It becomes suspicious when:

queue length rises
and latency rises
and application waits on I/O
and throughput/IOPS or instance bandwidth is saturated

A queue can also rise because the application suddenly issues many parallel requests.

Do not conclude "EBS is slow" until you compare:

  • application workload;
  • OS iowait;
  • EBS queue/latency;
  • volume limits;
  • instance EBS bandwidth;
  • neighboring paths such as backup/compaction.

5.3 Bottleneck Isolation

5.4 Common Causes

CauseSignalFix
Under-provisioned gp3EBS exceeded metrics, queue riseIncrease IOPS/throughput
Instance EBS capall volumes slow togetherLarger instance / reduce concurrency
Backup jobbytes spike, sequential read/writeSchedule/throttle/separate volume
DB checkpointperiodic write spikeTune DB checkpoint, provision throughput
Compaction/mergesearch/index workload spikeisolate temp/merge, provision headroom
Snapshot restore cold blocksfirst-read latency after restoreinitialization/warmup/FSR
Filesystem issuekernel errors, remount read-onlystop writes, clone, repair

6. Failure Mode 3 — EBS Volume Status Impaired

EBS volume status checks can detect potential inconsistency.

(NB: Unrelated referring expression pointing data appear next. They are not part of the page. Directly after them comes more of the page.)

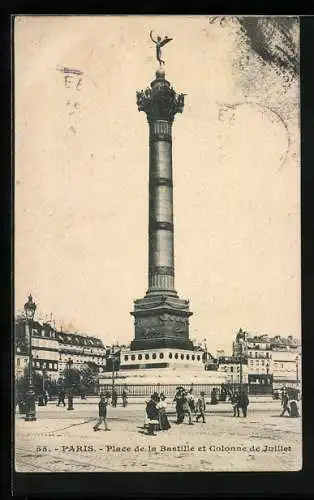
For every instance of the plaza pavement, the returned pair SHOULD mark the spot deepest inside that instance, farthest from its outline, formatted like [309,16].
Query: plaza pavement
[64,441]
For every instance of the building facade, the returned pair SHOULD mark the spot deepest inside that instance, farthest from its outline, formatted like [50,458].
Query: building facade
[54,351]
[277,356]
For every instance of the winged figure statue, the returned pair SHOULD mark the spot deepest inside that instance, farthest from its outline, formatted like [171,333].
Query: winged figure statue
[159,42]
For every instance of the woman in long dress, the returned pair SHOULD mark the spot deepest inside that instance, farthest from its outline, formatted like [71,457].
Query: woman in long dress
[163,419]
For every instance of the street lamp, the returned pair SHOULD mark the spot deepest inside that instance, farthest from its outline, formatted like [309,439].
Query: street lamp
[297,368]
[113,367]
[70,393]
[30,308]
[205,350]
[241,367]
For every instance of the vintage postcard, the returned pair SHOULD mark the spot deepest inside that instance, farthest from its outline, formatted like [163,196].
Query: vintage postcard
[157,244]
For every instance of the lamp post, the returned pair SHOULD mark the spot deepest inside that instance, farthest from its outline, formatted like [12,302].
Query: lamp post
[113,367]
[70,394]
[205,350]
[30,308]
[241,367]
[297,368]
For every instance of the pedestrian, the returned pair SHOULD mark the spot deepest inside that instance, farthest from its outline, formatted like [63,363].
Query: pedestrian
[102,412]
[152,415]
[201,406]
[179,405]
[294,410]
[46,397]
[124,397]
[186,406]
[191,401]
[213,397]
[114,398]
[243,402]
[61,397]
[162,409]
[235,404]
[285,404]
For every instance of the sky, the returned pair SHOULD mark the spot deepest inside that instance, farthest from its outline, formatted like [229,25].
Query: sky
[81,177]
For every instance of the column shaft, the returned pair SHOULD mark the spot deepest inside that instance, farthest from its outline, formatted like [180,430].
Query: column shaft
[161,244]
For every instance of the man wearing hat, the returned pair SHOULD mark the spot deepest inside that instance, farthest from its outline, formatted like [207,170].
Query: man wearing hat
[201,406]
[102,411]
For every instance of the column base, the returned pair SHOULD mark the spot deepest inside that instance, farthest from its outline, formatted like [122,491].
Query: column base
[161,320]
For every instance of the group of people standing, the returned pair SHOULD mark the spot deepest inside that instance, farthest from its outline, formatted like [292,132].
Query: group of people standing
[114,398]
[289,405]
[186,404]
[240,401]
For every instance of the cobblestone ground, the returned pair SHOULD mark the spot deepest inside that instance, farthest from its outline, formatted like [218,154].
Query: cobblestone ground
[64,441]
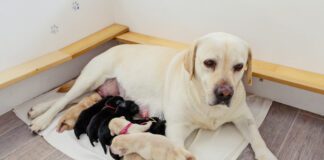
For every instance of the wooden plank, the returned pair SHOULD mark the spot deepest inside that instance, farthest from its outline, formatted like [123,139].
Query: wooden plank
[94,40]
[298,78]
[32,67]
[131,37]
[50,60]
[289,76]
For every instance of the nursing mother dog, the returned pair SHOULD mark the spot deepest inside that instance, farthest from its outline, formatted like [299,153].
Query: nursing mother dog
[196,88]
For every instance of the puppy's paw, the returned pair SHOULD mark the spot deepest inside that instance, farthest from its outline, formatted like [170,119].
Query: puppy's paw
[133,156]
[40,123]
[39,109]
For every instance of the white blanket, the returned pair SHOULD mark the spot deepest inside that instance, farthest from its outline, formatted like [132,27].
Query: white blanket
[224,144]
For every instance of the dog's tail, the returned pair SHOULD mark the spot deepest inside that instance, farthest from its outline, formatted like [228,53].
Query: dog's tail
[66,87]
[183,154]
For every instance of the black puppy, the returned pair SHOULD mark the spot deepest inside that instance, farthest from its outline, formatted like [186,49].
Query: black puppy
[86,115]
[105,138]
[115,107]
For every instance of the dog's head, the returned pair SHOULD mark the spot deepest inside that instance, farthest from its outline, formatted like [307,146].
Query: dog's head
[217,62]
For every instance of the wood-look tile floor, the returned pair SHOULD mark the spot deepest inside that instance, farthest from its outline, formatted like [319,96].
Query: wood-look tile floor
[290,133]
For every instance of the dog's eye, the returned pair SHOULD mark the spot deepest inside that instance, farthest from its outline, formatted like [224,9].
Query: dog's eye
[238,67]
[209,63]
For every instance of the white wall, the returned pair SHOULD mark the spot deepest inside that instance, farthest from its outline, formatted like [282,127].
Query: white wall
[288,32]
[35,27]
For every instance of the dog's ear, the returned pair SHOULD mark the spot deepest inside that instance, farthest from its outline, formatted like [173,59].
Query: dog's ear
[189,60]
[249,68]
[123,151]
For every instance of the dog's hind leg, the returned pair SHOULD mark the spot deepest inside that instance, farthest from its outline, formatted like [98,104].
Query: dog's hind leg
[84,83]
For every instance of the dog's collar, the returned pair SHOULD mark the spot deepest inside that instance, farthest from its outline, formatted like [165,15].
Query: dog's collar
[125,129]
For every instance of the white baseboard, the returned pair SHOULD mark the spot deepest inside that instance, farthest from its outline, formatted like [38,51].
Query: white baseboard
[291,96]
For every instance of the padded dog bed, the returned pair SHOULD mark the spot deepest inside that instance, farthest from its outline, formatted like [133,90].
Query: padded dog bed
[225,143]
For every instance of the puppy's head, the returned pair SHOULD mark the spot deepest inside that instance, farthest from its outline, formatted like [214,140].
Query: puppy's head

When EBS determines that data may be inconsistent, I/O may be disabled by default to prevent corruption, and the volume status can become impaired.

6.1 Symptoms

Volume status check failed
Volume impaired
I/O disabled
Attached EBS status check failing on EC2
Application I/O errors
Filesystem remounted read-only
Instance appears hung due to blocked I/O

AWS-side checks:

VOL_ID=vol-xxxxxxxxxxxxxxxxx
aws ec2 describe-volume-status --volume-ids "$VOL_ID"
aws ec2 describe-volumes --volume-ids "$VOL_ID"

OS checks:

sudo dmesg -T | grep -iE 'I/O error|blk_update_request|nvme|ext4|xfs|buffer error' | tail -100
mount | grep -E ' ro[ ,]|read-only'

6.2 Safe Response

Do not immediately enable I/O and restart everything.

Classify first:

Is this a critical durable volume?
Is application still writing?
Is there a current snapshot?
Can we perform consistency check on attached instance?
Should we attach to a rescue instance?
Is restore from backup safer?

Options:

OptionUse when
Enable I/O and check attachedLow-risk filesystem, app stopped, fastest path needed
Attach to rescue instanceNeed offline fsck/xfs_repair or evidence preservation
Snapshot then restore cloneNeed safer repair or testing before touching original
Delete volumeDisposable volume or obsolete data
Restore from known-good backupConsistency uncertain or business-critical state

6.3 Consistency Check Pattern

High-level flow:

Filesystem commands depend on filesystem.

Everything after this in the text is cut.